We got the reversal we were looking for last Friday, but as detailed in the last forecast there is still some uncertainty as to the ultimate outcome of this latest rally.
We remain short from 1462, but a stop in the 1466-1468 range would be prudent. A rally through 1474 changes our forecast, as discussed yesterday.
The euro bounced off the bottom of the rising wedge we’ve been tracking as expected. There is negative divergence relative to the Dec 7 low; so, in all likelihood, the larger wedge should break.
The daily RSI shows the two options quite well — a bounce off the yellow channel line or just a back test of the broken purple channel line.
The dollar continues to move in tandem with equities. It rose last week as SPX rallied, and is off today. But, like EURUSD, there is marked divergence on the daily chart since it broke up through the top of the red price channel and retested the bottom of the white price channel.

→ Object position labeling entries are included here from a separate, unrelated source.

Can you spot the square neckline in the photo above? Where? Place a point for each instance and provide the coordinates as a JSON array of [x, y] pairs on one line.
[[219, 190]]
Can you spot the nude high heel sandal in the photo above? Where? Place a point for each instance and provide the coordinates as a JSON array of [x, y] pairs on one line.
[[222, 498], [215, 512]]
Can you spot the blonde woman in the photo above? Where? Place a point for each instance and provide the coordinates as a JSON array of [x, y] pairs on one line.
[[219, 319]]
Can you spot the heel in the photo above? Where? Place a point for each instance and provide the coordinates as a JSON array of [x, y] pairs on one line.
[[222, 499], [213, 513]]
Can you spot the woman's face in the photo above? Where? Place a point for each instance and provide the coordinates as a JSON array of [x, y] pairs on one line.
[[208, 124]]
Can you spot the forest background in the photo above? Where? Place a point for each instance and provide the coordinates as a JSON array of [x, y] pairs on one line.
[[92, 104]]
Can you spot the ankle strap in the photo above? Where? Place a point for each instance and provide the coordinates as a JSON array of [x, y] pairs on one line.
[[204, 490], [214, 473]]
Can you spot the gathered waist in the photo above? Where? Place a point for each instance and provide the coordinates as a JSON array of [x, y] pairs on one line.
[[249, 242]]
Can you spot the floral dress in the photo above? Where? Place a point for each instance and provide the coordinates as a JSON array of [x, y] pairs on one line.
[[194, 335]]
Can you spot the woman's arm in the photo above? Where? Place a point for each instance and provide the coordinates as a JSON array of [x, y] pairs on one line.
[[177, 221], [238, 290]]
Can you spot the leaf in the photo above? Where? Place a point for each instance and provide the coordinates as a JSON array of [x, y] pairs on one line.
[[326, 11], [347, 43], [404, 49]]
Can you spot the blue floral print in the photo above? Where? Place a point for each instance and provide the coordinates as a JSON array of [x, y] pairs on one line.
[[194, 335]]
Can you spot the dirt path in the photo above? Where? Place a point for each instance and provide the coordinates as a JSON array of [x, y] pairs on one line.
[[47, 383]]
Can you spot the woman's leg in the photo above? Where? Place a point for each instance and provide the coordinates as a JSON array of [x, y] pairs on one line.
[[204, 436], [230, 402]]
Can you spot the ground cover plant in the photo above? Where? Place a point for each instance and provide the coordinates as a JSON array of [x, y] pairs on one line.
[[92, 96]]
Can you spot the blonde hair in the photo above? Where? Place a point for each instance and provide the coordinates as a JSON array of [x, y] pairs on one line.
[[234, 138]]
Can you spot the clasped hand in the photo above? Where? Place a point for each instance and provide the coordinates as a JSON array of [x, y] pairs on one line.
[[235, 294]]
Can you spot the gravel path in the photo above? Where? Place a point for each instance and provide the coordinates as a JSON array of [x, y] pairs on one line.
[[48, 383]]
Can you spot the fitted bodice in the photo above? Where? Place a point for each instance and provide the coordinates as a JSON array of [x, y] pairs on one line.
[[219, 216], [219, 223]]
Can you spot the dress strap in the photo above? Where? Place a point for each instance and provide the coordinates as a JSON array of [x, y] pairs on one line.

It reversed at the .786 of the B-C (purple) drop. And, the 1.618 extension of this move is the same level as the .786 of X-A: 83.10ish. This would set up a tag of the white channel mid-line somewhere around Jan 22-23 (the .886 intersects with the mid-line around Mar 6.)
I posted quite a bit over the weekend about the SPX forecast, so I won’t rehash it here. Suffice it to say we need to see some follow-through on the dip this morning in order to get anything going on the downside.
The 15-min chart shows a potential H&S pattern that targets 1443. But, SPX will need to reverse before 1468 for it to play out.
I’ve updated the channels and harmonics for the most recent top. In general, they confirm the current forecast. But, there is plenty of wiggle room.
continued for members…
Consider this chart which is drawn using arithmetic scale. It clearly shows the rally up from 1343 could be nothing more than a bounce between the 25% line and the mid-line of the large white channel. It looks good as a purple channel back-test, too.
It even works if we expand the purple channel to include the 2010-2011 top. Note what happens if we expand the falling white channel that captured the 2011 correction. Turning the top of that channel into a mid-line results in the following chart.
Note that we now have two nice channel line back-tests in a row: the June and Nov 2012 lows.

These lows are on one trajectory — the 25% line; while, the tops are on a lesser slope — forming a rising wedge that’s being back-tested (as drawn below) or one that’s simply getting closer to an apex.
Note also that Friday’s high precisely tagged a fan line connecting the 2007 top to the Sep 1474 top. It makes for a nice channel top, too.